The CREATE Medicines Series B signals that venture firms still have strong appetite for biotechnology companies capable of reshaping therapy economics, not merely improving outcomes incrementally. The funding environment for biotech remains selective. Capital is still available for companies with credible science, differentiated platforms, and operational clarity.

What disappeared was investor patience for vague narratives wrapped in expensive conference booths. CREATE Medicines sits inside a category where scientific ambition intersects directly with healthcare infrastructure. If in vivo immune programming succeeds at scale, it could materially change manufacturing requirements, treatment accessibility, and cost structures across oncology and autoimmune disease markets.

That possibility explains why investors continue treating this segment as strategic infrastructure rather than speculative science fiction.

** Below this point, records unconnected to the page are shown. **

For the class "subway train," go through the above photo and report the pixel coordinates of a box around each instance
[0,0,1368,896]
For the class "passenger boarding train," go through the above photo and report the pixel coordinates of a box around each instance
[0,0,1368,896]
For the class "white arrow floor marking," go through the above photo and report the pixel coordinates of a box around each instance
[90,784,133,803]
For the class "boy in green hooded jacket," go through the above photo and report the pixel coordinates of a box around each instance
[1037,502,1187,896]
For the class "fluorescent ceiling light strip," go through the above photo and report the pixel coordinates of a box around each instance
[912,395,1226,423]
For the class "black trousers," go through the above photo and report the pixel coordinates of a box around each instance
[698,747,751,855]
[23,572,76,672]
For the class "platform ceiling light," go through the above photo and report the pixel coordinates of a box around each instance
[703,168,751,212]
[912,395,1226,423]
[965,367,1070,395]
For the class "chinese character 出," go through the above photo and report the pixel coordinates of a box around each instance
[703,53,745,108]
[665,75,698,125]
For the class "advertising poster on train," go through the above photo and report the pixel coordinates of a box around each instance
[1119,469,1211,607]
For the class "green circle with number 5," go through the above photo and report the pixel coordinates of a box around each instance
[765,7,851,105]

Frequently Asked Questions

What is CREATE Medicines?

CREATE Medicines is a Cambridge, Massachusetts-based biotechnology company developing in vivo immune programming therapies using mRNA-LNP delivery systems for oncology and autoimmune diseases.

How much funding did CREATE Medicines raise?

CREATE Medicines raised $122M in Series B funding led by Newpath Partners, ARCH Venture Partners, and Hatteras Venture Partners.

What does CREATE Medicines develop?

CREATE Medicines develops in vivo CAR therapies and RNA-powered immune programming technologies designed to engineer immune cells directly inside the body.

Who leads CREATE Medicines?

CREATE Medicines is led by CEO and cofounder Daniel Getts, PhD. The executive team also includes Allan L. Shaw, Robert Hofmeister, Matthew Maurer, and Curtis Demick.

Why is in vivo CAR therapy important?

In vivo CAR therapy aims to reduce the manufacturing complexity and cost associated with traditional ex vivo cell therapies by programming immune cells directly inside patients.

What does the CREATE Medicines funding round signal about biotech markets?

The funding round reflects continued investor interest in scalable biotechnology platforms capable of improving manufacturing efficiency, reducing costs, and expanding access to advanced therapies.